WfccmDataSubmissionGuidelines < Main < Vanderbilt Biostatistics Wiki

You are here: Vanderbilt Biostatistics Wiki>Main Web>Projects>MicroArrayMassSpec>WfccmDataSubmissionGuidelines (31 Aug 2004, JeremyRoberts)EditAttach

The following are the guidelines for submitting data for analysis. These guidelines are established to make the process better for both sides. Following the guidelines will help us be more efficient and help you to get your results sooner. Also, this will improve data quality and help with quality control.

Minor changes can be mailed to the main analyst, major changes must be done via resubmission and must follow these guidelines.

Data - Data gathered from patients.
- Each column of data must have a unique id.
- Each row must have a unique integer id.
- Each row must have a name/other identifier.

If any patients have multiple samples and the samples have to be combined, additional information must be provided. How the columns combine has to be provided. Column information has to be provided for the data as it will appear after the combination.

Data_info - Information that describes the data's columns.
- Must have column_id (unique reference to data).
- If the data will be combined, there must be a row for each combination. Duplicate values in the column will combine. When the combination happens, the duplicate value will become the column name for the combined data.
- Any Additional information needed for analysis groupings.

CombinedData_info - Information that describes the combined data's columns
- Must have column_id (unique reference to combined data set).
- Any Additional information needed for analysis groupings.

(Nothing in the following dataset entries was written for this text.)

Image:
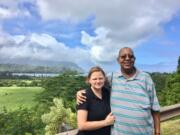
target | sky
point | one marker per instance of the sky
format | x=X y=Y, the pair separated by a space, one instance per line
x=90 y=33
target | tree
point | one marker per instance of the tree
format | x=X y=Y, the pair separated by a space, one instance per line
x=178 y=67
x=57 y=116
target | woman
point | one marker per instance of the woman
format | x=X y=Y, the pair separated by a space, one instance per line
x=93 y=115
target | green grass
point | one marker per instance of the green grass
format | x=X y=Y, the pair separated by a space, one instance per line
x=171 y=127
x=14 y=97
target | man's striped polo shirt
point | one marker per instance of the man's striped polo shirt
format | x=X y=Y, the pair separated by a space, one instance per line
x=131 y=102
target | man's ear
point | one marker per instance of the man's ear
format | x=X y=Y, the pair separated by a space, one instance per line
x=117 y=59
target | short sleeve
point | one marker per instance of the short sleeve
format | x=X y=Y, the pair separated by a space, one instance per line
x=153 y=97
x=84 y=105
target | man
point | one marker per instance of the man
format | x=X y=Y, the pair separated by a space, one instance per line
x=133 y=99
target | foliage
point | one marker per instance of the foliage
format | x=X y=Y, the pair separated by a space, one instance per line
x=21 y=122
x=57 y=116
x=14 y=97
x=20 y=82
x=64 y=86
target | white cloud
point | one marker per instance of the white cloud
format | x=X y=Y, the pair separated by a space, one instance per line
x=117 y=22
x=40 y=47
x=11 y=8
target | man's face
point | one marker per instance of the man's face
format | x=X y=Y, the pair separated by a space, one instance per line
x=126 y=59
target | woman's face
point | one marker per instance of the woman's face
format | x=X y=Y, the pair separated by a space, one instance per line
x=97 y=80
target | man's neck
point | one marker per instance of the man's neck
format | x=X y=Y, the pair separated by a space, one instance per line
x=128 y=73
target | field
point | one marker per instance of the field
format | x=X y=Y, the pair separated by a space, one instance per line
x=14 y=97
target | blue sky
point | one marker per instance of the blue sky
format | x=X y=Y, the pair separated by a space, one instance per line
x=91 y=33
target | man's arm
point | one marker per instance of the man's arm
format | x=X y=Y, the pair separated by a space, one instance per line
x=156 y=118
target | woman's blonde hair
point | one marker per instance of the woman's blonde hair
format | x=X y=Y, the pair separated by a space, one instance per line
x=95 y=69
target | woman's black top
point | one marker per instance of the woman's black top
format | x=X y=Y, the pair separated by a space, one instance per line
x=97 y=109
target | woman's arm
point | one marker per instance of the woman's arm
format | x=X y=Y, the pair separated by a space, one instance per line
x=83 y=124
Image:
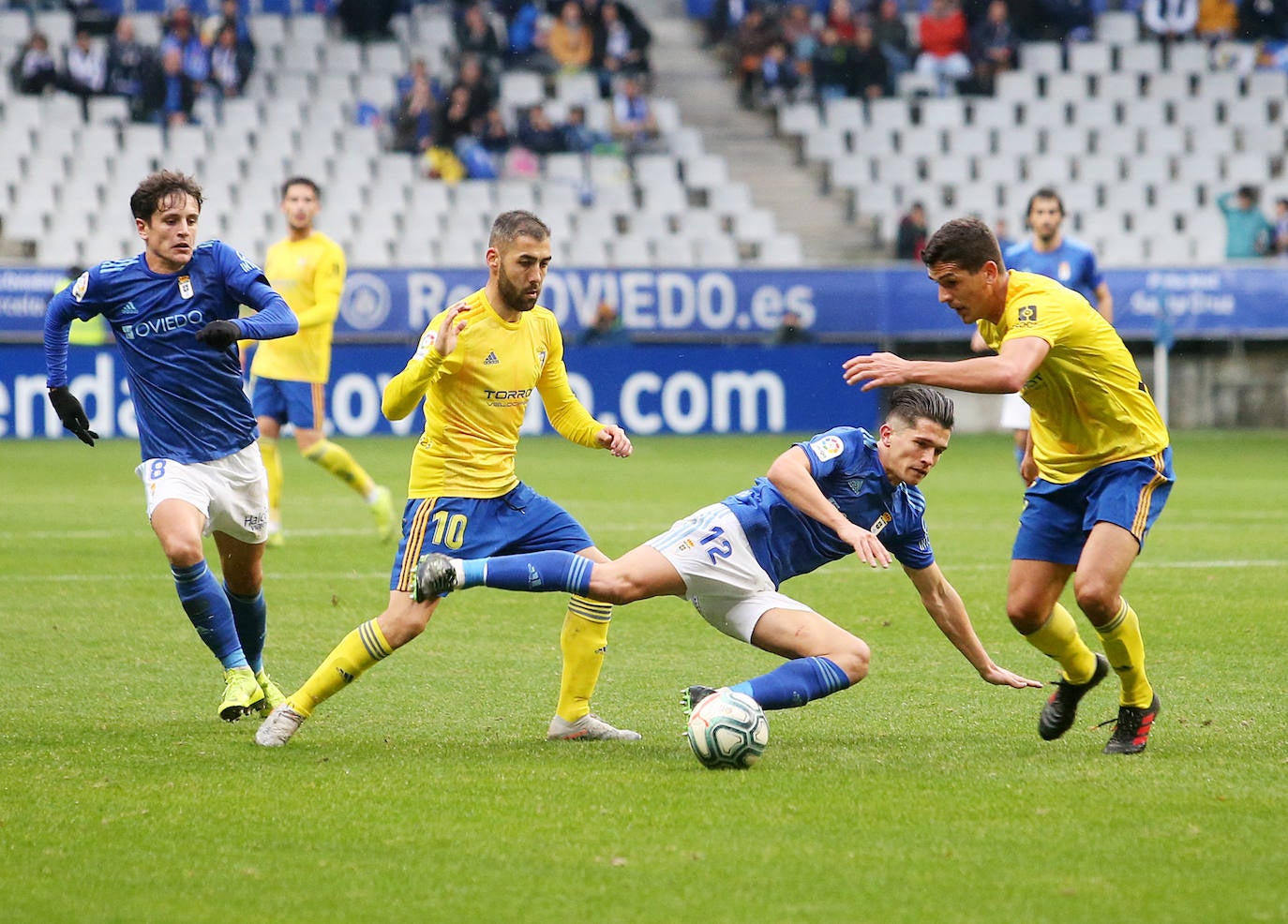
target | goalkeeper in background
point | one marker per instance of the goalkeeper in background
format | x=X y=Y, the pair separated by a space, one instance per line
x=289 y=376
x=477 y=365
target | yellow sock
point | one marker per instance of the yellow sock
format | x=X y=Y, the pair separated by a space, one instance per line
x=273 y=466
x=337 y=461
x=1059 y=640
x=360 y=650
x=582 y=641
x=1126 y=650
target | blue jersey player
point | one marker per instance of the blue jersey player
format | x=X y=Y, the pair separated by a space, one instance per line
x=174 y=313
x=844 y=492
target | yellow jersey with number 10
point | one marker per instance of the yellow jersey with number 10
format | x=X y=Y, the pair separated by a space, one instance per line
x=1090 y=403
x=477 y=396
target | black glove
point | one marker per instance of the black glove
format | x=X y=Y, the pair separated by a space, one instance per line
x=71 y=413
x=219 y=334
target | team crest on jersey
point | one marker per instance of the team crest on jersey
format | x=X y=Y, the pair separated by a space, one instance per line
x=882 y=521
x=827 y=448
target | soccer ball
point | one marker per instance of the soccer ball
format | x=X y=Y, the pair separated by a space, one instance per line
x=727 y=730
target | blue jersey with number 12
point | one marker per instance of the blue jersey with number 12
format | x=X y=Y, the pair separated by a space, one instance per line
x=846 y=465
x=188 y=396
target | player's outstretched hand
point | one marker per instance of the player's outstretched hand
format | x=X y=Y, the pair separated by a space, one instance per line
x=71 y=413
x=615 y=440
x=877 y=369
x=219 y=334
x=1008 y=678
x=450 y=328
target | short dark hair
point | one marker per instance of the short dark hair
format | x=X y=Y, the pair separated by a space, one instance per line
x=966 y=242
x=518 y=223
x=913 y=403
x=302 y=182
x=1045 y=193
x=157 y=188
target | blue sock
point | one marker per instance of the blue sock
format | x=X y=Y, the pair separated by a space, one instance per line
x=536 y=572
x=209 y=613
x=795 y=683
x=250 y=618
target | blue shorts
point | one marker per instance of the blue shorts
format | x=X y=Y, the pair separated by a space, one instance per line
x=1057 y=517
x=472 y=528
x=302 y=404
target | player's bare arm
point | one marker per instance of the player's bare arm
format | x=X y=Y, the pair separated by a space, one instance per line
x=947 y=609
x=789 y=474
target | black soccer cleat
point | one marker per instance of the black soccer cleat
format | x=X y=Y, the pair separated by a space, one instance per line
x=691 y=696
x=434 y=576
x=1131 y=731
x=1060 y=710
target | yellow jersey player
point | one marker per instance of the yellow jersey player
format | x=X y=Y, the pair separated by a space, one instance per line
x=1104 y=466
x=475 y=367
x=289 y=376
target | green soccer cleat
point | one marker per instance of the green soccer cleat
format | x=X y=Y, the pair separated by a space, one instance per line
x=382 y=513
x=273 y=695
x=242 y=693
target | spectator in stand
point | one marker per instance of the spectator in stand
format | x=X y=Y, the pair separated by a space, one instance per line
x=1247 y=231
x=529 y=40
x=1218 y=21
x=571 y=41
x=578 y=137
x=891 y=37
x=800 y=35
x=621 y=47
x=840 y=16
x=539 y=134
x=83 y=69
x=35 y=69
x=995 y=47
x=172 y=92
x=1263 y=20
x=779 y=80
x=413 y=119
x=475 y=37
x=634 y=124
x=1281 y=227
x=871 y=68
x=755 y=35
x=942 y=35
x=130 y=66
x=474 y=80
x=833 y=67
x=1170 y=21
x=231 y=62
x=193 y=58
x=912 y=233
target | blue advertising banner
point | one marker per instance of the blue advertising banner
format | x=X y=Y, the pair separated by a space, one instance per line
x=647 y=389
x=868 y=304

Limit additional data to information necessary/helpful for the analysis.
Each combination needs to have an information file.
Missing/null values may be indicated by a period or an empty value.

Please provide the following information:
- Any transformations (log 10, log 2) that have been done to the data.

Example 1:
- All patient have one sample location. No column combination is necessary.
- The columns cancerType has been included because the PI wants to determine protiens that differentiat between small vs large, normal vs small, normal vs large and normal vs large & small. Age and sex will also be used to determine groupings.

Example 2:
- Some patients have multiple samples. The PI wants to only look data by patient only. Therefore, the only information provided about the original data is how to combine it.
- The columns cancerType has been included because the PI wants to determine protiens that differentiat between small vs large, normal vs small, normal vs large and normal vs large & small. Age and sex will also be used to determine groupings.

Example 3:
- Some patients have multiple sample locations, and some of the sample locations have multiple samples. The PI wants to look at both the spots and the patients. Therefore data_info is provided with the method to combine to spot and patient. Spot_info is provided to create the groupings to for the spot analysis. Patient_info is provided to create the groupings for the patient analysis.
- Patient 3 is a cancer patient that had three samples taken from two locations. One location was cancer tissue and the other location was normal tissue. The cancer location had two samples taken.
- The columns tissueType and patCancer have been included because the PI wants to determine protiens that differentiat between cancer tissue vs normal tissue, small vs large, normal vs small, normal vs large and normal vs large & small.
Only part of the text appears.